M. Frye a déclaré qu'il s'agissait d'une affaire de fraude de droit commun ou de fraude électronique, et non d'une question de droits d'auteur. Il ne pense pas que l'action en justice aille trop loin.

"Si Highsmith gagne, tous les musées du pays qui diffusent des images d'œuvres d'art du domaine public et revendiquent un droit d'auteur enfreignent une disposition de la loi. Et toute personne à qui l'on demanderait de payer une redevance [pour une image numérique ou un transparent] aurait le droit d'intenter une action contre un musée. Cela serait destructeur et n'aurait aucun sens", a déclaré M. Frye.

Robert Jacobs, associé du cabinet Manatt, Phelps & Phillips LLP, a déclaré que le tribunal déterminera si Mme Highsmith conserve les droits sur ses photos ou si elle y a renoncé lorsqu'elle les a données à la Bibliothèque du Congrès.

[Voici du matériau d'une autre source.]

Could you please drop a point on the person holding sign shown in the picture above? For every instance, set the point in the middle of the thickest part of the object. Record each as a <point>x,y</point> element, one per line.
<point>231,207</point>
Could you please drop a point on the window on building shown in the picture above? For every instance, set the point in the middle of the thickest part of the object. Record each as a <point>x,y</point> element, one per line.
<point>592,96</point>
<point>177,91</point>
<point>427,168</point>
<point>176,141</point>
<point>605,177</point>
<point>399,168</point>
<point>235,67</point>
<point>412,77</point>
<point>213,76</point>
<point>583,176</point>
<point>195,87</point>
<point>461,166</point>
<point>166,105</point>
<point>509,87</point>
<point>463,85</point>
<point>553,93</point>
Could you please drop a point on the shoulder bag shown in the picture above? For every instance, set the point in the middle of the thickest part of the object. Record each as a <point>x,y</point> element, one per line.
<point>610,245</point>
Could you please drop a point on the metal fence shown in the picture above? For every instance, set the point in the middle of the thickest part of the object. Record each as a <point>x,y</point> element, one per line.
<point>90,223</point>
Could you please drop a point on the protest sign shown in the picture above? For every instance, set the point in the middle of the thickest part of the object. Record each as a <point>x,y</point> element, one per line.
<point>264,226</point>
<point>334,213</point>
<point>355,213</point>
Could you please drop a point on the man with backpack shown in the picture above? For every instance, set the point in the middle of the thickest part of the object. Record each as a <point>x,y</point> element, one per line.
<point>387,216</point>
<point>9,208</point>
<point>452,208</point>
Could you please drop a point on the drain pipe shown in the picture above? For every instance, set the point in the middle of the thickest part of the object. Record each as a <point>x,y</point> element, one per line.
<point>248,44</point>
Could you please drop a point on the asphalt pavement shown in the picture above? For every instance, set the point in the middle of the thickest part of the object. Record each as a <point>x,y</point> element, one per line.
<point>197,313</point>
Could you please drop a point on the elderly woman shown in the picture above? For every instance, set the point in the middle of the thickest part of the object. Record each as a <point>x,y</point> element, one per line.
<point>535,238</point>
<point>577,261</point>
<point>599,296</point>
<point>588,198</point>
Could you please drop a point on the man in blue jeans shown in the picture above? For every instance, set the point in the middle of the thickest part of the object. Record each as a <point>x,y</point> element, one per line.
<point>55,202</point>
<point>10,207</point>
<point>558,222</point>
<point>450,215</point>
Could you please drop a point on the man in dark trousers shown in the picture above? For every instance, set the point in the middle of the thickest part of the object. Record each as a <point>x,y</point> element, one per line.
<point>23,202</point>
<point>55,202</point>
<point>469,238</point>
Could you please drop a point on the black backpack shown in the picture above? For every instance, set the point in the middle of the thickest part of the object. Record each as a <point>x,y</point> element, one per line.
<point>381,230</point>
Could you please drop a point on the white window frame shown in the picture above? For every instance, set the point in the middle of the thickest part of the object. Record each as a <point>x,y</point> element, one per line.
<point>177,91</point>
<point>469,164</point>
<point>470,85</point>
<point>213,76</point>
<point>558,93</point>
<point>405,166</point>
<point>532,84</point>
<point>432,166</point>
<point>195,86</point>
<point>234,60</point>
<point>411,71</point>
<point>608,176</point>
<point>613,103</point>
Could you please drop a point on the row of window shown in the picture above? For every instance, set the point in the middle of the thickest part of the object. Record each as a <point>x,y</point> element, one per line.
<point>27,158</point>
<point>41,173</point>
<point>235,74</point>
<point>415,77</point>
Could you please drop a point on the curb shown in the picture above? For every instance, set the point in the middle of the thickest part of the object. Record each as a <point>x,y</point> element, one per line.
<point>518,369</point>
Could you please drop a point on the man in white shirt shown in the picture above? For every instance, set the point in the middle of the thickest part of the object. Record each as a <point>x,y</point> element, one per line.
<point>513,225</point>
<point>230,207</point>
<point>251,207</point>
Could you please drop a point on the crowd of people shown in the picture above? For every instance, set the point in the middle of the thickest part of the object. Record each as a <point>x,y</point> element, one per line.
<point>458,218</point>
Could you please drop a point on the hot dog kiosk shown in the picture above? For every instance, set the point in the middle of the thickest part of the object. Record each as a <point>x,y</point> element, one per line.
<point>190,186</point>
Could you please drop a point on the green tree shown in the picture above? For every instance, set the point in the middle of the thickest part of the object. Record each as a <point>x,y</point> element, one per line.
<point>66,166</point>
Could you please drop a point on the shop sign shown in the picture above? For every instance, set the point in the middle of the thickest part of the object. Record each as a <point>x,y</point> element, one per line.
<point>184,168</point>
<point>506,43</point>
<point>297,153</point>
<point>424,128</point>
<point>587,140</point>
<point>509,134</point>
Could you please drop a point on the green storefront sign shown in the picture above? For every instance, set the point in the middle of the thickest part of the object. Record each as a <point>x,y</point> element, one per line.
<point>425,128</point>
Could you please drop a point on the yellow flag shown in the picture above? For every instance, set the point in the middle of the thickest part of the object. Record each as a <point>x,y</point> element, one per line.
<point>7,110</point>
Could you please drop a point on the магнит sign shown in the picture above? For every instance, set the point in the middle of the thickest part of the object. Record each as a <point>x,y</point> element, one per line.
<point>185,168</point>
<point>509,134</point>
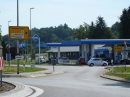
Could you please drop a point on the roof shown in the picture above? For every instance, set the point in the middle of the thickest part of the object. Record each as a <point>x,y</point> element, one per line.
<point>85,41</point>
<point>69,48</point>
<point>66,49</point>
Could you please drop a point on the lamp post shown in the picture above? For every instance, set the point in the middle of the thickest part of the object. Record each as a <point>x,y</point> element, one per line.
<point>9,45</point>
<point>31,33</point>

L'affaire Highsmith a été comparée à une Décision de 2013 selon laquelle Getty et Agent France-Presse ont violé la loi américaine sur les droits d'auteur lorsqu'ils ont vendu des images postées par un photojournaliste sur Twitter après le tremblement de terre en Haïti. Toutefois, selon M. Jacobs, l'affaire Highsmith présente davantage de similitudes avec l'affaire du droit d'auteur "Happy Birthday". En 2015, un juge fédéral a statué que les entreprises avaient été la perception indue de redevances sur la chanson populaire depuis 80 ans. (M. Jacobs n'a pas travaillé sur cette affaire, mais a représenté Warmer/Chappell, la société qui détenait auparavant les droits d'auteur de la chanson).

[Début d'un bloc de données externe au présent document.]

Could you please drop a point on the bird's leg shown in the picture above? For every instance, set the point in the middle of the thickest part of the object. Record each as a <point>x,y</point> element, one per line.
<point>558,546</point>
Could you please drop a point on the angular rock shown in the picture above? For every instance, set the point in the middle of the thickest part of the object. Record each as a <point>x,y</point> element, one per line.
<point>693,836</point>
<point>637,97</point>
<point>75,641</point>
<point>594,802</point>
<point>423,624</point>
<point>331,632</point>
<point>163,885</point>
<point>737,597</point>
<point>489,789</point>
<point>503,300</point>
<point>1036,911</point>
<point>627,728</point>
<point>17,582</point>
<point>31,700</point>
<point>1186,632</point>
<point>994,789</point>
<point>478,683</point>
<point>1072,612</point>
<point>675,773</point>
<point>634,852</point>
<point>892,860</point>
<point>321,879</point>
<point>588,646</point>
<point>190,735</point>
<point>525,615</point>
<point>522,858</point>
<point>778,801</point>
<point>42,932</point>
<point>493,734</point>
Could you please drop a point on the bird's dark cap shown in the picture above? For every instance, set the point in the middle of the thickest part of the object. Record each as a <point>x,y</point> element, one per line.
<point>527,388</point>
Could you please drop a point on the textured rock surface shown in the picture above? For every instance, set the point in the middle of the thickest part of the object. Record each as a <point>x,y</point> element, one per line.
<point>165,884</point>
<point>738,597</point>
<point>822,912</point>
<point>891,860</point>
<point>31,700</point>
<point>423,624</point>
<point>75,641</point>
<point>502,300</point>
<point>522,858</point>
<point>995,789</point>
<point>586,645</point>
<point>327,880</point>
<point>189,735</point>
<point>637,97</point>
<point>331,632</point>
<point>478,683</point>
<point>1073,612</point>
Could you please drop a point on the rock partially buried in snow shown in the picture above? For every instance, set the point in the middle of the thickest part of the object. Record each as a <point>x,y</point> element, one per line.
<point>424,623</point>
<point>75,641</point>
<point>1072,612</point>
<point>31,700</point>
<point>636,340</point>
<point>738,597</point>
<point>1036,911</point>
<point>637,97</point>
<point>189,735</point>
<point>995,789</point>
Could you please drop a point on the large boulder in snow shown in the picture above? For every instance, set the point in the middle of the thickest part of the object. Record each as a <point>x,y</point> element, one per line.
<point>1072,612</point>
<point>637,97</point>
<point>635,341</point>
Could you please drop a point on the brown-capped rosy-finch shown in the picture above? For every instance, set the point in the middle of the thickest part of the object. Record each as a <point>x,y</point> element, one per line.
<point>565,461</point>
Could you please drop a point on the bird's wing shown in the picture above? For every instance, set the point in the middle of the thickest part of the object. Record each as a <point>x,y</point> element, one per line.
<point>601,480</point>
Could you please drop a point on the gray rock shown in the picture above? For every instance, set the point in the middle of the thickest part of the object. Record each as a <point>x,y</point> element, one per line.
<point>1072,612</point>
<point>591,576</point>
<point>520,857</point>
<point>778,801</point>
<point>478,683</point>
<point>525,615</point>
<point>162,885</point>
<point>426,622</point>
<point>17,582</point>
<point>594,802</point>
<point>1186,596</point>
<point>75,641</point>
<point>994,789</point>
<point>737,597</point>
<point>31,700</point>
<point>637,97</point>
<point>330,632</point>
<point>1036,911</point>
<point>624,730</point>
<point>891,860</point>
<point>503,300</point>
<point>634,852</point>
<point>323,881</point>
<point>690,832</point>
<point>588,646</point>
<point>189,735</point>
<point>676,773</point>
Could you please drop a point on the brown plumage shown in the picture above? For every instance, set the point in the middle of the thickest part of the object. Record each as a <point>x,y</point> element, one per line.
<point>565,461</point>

"Il semble que quelqu'un ait pris la décision agressive de télécharger et de revendiquer la propriété d'œuvres qui auraient dû l'être", a déclaré M. Jacobs à propos de l'affaire Getty. "Je ne sais pas s'il s'agit d'une erreur ou d'une action plus malveillante, mais la question est de savoir si Getty a agi de manière inappropriée.

Toutes les images sont de Carol M. Highsmith (à l'exception de celle de Dorthea Lange, qui est citée), via la Bibliothèque du Congrès.